Labeled a disruptive technology, it’s changing the landscape of enterprise software development, distribution, and consumption. Open source software is grounded in the strength of its communities. This report and interview series examine how to engage and successfully maintain such communities.
I’d like to start by pointing out, the community, is kind of creepy. Everytime I read an article about Free or Open Source software, I see the community mentioned. Nowadays I can’t read that phrase without hearing some sort of dark and foreboding music in the background, like something out of an early black and white film. Or maybe it’s the chant of the circus freaks in Tod Browning’s aptly title film, Freaks, endlessly repeating “Gooble-gobble, gooble-gobble, We will make her one of us.”

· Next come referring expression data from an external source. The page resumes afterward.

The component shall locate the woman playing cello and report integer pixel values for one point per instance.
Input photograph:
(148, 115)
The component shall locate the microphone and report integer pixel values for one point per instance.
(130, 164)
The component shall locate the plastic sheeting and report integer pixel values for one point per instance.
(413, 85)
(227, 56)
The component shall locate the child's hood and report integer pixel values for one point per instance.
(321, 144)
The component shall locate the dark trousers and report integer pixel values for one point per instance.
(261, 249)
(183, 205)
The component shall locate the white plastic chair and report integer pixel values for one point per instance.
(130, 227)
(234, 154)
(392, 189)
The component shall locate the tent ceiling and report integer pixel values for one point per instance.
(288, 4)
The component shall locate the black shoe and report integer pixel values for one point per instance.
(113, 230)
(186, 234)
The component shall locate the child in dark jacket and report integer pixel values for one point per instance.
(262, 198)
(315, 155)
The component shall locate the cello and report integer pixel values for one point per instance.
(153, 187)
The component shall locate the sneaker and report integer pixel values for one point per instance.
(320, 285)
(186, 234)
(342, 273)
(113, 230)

Fortunately there is meaning behind this open source community. It’s not simply propaganda and that’s why I think this is an interesting read. Instead of just chanting over and over, the community, it attempts to explain what this community is and it does so with insight into how it’s changing things in the enterprise software industry. Something most community-chanting articles miss. Especially pertinent is at the end of the article, when the author points out how it’s the community that is the really significant thing about the whole open source software phenomenon. Things are changing, disrupting they say, so we’d better not pout, and we’d better not give naughty vendors the time of day when they tell us they’ll give us the source code under a non-disclosure agreement.
Read on for the next few days, he promises interviews with well-known community leaders Jeff Bates (from Slashdot), Karl Fogel (on the development end of things from the Subversion project), and Louis Suárez-Potts, who heads-up the OpenOffice.org project. All of whom, I’d expect have interesting points to make and the experience to back it up.